Aujourd’hui, l’association qui regroupe 60 adhérents – professeurs, infirmiers, médecins, pompiers, gendarmes, militaires, etc. – œuvre ainsi « à Majicavo, Dzoumogné, Passamaïnty, Tsoundzou 1 et 2, Vahibé, mais aussi Sada, Koungou, etc. Nous sommes quasiment sur tous les secteurs, à part le nord, mais c’est en cours de mise en place », se félicite le président. Des zones nombreuses, donc, qui bénéficient chacune d’un référent au sein du quartier chargé de prévenir les habitants et d’organiser, avec l’association, les distributions : une par semaine dans un secteur différent. Une quinzaine ont ainsi déjà été menées.

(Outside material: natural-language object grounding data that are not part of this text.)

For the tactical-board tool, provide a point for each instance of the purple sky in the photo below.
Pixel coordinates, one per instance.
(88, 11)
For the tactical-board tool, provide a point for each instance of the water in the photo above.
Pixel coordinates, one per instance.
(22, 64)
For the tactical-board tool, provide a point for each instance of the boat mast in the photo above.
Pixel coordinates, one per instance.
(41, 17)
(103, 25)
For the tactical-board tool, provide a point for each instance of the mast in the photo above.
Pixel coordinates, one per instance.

Et elles ne concernent pas, comme nous l’avons vu, que des denrées alimentaires. Car l’eau est aussi un problème majeur. Alors, sur le même rythme d’une fois par semaine, Maor’Aide organise une distribution d’eau, en amenant avec elle des cartes prépayées pour les bornes fontaines. Le tout en sensibilisant aux questions d’hygiène et à l’importance des gestes barrières, qu’il s’agit aussi de faire respecter systématiquement.

Vouée à se développer

Et après ? Une fois que la crise Covid sera terminée ? Les besoins, eux, demeurent présents. C’est donc logiquement que Maor’Aide poursuivra ses actions et s’étendra sur tout le territoire. À la vue de l’ampleur qu’ont prises ses activités, l’association a déjà reçu un soutien de l’ARS – qui a offert deux cartes d’eau de 30m3 –, et est en contact avec les autorités, notamment la Direction de la jeunesse, des sports et de la cohésion sociale (DJSCS), à qui un projet doit être présenté dans les semaines à venir. Un accord est aussi en route avec les enseignes Jumbo et Douka Bé pour récupérer des denrées invendues et encore consommables. Bref, c’est un bel exemple de solidarité qui s’est mis en place et qui connaît un réel succès. « Nous sommes juste des personnes volontaires de tous les horizons », rappelle Youssef. « On se complète, chacun apporte son aide et son savoir-faire dans un but humain, de solidarité. Cet élan, tout le monde peut l’avoir. » Un élan parti pour durer puisque « même quand nous quitterons Mayotte, d’autres prendront notre place pour que l’association continue. Notre objectif est vraiment de s’inscrire dans la durée. » C’est dit.